Here in northwest Lower Michigan, we have a large stake in getting it right: We lean on our climate. It is the basis for our ability to grow tender fruits and cherries and grapes. It is the basis for our year round appeal to visitors. Our watch over Great Lakes’ waters means protecting 1/5 of the world’s fresh water supply.

But we shouldn’t be naive about where our power comes from, or how much we use. The majority of our state’s power comes from coal-fired power plants — 37 percent in 2017 and our three nuclear power plants kicked in 29 percent of our state’s electricity — and we’re not building any more of those at this point as our state’s utility companies move away from energy production and lean on out of state providers more.

The fire this winter at a natural gas plant that almost immediately disrupted the state shows us how close to the edge we operate.

And boy, do we operate. Think of how much living in the digital age relies on a power source. Imagine that source dark.

Our lives today would not be able to roll with the rolling brownouts of the 1970s. It would be bedlam. No lights, no communication, no finances.

So, we urge a pragmatic approach that incorporates current realities. Wind and solar combined generate 17 percent of our electricity, less elsewhere. Coal provides 40 percent of the world’s energy.

We know that long-term solutions are a hard sell for we who are wired for short-term rewards.

We complain about fairness in policy, though often the places most likely impacted by climate change are its least creators.

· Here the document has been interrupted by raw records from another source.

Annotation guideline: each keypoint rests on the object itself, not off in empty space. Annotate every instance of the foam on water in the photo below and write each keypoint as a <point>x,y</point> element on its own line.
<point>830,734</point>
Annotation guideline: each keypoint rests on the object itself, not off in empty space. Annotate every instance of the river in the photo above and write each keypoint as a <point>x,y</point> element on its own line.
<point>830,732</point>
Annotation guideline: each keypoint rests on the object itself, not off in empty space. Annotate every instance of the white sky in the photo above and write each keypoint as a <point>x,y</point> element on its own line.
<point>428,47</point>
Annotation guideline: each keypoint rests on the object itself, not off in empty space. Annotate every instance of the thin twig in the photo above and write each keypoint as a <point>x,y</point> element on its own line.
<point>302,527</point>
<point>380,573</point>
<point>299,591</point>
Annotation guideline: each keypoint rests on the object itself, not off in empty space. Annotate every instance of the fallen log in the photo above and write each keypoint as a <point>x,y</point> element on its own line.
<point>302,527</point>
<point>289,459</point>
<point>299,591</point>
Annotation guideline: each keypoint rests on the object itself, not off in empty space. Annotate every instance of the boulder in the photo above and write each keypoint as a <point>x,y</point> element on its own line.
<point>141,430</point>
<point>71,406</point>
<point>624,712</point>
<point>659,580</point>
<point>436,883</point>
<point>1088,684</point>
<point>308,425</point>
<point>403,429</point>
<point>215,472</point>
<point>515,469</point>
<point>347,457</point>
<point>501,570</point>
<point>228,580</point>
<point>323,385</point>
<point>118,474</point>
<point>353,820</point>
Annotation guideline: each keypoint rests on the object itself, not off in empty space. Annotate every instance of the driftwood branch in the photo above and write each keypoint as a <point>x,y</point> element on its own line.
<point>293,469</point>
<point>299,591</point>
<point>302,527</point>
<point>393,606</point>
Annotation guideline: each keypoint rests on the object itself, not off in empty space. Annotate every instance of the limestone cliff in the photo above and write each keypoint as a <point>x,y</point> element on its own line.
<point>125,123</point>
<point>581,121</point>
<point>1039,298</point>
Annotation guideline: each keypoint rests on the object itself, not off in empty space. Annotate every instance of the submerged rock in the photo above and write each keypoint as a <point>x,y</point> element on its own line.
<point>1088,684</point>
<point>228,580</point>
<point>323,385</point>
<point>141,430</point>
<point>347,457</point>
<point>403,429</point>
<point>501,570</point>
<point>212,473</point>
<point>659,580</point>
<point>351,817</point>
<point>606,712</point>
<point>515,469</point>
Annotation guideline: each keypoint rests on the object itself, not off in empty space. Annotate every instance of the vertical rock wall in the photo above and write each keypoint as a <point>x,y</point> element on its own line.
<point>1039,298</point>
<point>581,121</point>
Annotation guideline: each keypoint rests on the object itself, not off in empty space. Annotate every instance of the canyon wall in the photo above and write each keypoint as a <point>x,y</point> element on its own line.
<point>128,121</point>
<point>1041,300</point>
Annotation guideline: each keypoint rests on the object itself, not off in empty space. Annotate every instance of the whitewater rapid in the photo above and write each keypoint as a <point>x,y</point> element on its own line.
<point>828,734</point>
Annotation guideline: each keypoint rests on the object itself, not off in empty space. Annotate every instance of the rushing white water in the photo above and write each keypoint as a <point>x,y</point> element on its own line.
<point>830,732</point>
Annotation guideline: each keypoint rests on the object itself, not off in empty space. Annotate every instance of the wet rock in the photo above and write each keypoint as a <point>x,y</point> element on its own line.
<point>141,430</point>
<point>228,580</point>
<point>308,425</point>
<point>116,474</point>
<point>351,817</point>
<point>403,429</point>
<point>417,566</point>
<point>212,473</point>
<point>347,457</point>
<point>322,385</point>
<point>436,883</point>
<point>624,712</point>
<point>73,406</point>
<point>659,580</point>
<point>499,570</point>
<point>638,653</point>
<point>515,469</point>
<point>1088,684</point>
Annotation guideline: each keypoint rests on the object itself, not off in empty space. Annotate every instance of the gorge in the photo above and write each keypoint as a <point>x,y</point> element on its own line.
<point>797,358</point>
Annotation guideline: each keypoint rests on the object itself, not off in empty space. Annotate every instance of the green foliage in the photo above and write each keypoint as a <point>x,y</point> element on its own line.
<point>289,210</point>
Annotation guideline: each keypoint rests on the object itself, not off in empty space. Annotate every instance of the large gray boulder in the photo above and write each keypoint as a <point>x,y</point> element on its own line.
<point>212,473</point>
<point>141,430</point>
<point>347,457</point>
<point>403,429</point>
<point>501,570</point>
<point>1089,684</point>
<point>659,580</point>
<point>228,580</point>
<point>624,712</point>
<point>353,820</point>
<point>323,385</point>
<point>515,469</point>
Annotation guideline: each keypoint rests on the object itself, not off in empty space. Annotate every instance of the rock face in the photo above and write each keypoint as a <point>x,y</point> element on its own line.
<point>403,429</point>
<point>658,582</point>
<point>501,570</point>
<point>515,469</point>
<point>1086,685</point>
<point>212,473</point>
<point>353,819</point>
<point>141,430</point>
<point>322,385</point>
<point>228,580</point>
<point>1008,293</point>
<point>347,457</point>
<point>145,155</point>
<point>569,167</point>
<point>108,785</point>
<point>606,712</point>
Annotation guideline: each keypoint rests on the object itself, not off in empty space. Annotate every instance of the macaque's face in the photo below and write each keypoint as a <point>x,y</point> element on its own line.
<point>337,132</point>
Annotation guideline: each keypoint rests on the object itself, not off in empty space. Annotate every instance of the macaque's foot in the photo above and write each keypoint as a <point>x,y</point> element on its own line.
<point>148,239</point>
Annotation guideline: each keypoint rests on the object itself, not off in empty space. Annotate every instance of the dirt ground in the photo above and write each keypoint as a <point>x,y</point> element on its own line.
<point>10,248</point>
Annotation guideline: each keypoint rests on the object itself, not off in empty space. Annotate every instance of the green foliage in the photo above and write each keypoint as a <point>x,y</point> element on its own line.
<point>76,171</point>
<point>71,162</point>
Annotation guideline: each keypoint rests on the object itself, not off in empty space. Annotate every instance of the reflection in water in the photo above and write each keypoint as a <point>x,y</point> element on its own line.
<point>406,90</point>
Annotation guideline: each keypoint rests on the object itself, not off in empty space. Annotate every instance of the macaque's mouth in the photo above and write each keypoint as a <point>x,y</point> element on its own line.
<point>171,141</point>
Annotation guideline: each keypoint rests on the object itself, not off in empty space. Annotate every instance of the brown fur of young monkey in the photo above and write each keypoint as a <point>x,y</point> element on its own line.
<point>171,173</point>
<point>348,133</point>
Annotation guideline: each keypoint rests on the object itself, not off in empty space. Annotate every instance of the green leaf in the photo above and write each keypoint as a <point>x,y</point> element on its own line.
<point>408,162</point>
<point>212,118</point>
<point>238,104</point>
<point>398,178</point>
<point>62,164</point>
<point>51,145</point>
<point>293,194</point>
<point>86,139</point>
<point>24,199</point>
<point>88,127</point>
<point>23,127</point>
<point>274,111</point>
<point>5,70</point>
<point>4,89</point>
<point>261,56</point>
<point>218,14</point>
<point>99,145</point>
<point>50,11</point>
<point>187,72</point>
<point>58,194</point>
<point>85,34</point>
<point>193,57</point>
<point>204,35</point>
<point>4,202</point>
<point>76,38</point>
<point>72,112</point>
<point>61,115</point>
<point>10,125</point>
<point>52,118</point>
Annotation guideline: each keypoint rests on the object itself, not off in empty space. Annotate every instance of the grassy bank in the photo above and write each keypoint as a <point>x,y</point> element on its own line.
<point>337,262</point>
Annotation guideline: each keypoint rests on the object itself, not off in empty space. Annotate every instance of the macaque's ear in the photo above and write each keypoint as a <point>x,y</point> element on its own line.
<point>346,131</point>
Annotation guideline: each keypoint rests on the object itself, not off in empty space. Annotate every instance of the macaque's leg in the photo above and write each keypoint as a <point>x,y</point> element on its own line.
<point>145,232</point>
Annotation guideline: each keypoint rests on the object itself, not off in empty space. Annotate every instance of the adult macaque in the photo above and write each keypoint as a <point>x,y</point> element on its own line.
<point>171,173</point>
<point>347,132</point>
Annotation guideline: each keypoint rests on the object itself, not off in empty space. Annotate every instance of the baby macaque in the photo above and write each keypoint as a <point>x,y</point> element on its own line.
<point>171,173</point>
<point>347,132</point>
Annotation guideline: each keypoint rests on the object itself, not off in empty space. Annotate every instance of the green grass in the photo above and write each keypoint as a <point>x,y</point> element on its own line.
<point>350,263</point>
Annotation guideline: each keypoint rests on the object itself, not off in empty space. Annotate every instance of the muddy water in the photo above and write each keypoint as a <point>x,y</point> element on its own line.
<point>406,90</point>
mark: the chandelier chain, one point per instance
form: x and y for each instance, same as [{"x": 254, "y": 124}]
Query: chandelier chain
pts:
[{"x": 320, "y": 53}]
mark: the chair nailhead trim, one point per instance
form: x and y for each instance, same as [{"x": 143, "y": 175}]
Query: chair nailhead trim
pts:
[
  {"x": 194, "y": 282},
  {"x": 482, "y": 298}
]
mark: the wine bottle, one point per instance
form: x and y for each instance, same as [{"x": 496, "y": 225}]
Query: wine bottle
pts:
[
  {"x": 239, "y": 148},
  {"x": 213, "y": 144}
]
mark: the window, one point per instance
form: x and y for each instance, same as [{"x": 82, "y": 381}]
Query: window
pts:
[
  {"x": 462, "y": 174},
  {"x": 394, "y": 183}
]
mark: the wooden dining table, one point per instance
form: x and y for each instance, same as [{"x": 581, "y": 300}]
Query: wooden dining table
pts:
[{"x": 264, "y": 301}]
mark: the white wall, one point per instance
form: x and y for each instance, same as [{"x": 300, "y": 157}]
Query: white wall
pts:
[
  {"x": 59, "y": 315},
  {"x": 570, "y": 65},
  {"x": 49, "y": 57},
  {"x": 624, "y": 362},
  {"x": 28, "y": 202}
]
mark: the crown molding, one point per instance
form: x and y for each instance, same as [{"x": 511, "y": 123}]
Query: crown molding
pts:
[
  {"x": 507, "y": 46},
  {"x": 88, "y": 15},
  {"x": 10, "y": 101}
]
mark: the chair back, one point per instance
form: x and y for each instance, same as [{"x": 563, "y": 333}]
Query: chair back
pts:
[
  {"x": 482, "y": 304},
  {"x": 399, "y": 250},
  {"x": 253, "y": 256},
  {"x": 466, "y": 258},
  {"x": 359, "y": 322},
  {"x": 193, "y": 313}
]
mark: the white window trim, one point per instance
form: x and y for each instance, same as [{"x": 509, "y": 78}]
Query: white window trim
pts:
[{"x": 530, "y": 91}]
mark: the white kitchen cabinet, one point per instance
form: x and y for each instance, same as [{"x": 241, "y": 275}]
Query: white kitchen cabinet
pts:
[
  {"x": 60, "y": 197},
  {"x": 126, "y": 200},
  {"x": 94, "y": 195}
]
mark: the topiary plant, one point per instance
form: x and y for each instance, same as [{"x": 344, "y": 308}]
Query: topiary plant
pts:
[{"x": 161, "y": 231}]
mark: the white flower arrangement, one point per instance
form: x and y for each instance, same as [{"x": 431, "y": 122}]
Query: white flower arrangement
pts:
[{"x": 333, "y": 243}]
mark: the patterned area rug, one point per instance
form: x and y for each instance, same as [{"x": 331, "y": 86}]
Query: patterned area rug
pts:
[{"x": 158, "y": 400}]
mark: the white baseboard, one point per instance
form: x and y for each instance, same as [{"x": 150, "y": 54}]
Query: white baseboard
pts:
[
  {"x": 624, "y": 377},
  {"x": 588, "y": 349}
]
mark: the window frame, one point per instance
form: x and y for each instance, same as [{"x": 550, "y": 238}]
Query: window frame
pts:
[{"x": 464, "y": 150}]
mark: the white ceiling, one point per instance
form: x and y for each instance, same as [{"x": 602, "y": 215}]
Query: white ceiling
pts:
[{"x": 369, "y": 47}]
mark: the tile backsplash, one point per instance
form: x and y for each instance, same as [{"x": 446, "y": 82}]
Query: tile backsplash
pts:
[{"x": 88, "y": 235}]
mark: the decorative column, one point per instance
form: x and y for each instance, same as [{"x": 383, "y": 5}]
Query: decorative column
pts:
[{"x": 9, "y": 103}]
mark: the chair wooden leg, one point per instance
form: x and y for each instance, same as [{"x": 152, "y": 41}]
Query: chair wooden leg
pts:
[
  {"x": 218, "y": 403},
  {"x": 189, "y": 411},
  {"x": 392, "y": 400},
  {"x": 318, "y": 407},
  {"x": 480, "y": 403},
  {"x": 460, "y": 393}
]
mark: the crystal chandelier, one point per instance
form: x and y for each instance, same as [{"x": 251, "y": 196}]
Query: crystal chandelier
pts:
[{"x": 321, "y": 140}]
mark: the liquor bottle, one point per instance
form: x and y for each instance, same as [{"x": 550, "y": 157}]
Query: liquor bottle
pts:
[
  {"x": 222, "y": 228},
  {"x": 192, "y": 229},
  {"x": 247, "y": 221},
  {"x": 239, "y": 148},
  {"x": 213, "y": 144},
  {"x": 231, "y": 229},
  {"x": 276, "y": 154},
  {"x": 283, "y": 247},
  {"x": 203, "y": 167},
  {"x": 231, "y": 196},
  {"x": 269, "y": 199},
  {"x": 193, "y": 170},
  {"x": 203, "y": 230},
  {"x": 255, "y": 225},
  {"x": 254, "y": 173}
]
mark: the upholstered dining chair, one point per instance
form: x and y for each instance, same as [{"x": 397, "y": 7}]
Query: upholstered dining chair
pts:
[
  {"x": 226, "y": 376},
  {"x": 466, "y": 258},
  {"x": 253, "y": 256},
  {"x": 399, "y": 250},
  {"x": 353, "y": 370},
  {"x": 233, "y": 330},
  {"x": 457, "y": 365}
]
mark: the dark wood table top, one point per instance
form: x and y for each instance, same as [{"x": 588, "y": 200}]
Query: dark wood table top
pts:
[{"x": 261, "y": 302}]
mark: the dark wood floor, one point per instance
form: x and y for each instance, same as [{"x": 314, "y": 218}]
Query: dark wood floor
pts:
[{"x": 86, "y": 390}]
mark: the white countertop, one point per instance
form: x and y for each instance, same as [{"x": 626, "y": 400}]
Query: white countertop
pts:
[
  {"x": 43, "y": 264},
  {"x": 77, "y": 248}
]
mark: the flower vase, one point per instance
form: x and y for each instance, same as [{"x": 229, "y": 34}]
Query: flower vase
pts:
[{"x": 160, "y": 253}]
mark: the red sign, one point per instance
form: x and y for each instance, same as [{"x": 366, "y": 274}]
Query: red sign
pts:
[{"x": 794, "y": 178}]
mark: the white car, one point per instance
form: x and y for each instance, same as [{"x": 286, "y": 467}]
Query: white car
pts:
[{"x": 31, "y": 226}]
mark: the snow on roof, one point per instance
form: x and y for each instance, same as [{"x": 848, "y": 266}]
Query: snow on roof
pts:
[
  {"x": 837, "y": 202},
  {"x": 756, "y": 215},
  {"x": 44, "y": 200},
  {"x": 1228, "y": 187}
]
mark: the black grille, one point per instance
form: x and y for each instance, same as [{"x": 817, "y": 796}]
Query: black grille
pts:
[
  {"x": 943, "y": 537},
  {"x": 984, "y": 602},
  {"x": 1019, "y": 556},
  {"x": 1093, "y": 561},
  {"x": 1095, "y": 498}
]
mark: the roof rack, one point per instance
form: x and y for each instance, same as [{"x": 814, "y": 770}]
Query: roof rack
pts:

We all know that legislation changes can be dramatic from start to finish as a bill moves through the amendment process. Some of that can happen in the dark of night. The process will have to be carefully watched with a bright light to remain pure and to ensure the goal of economic neutrality is maintained.

We should look to find better ways while keeping our minds open to all possibilities that could help us achieve — as together is the only way forward.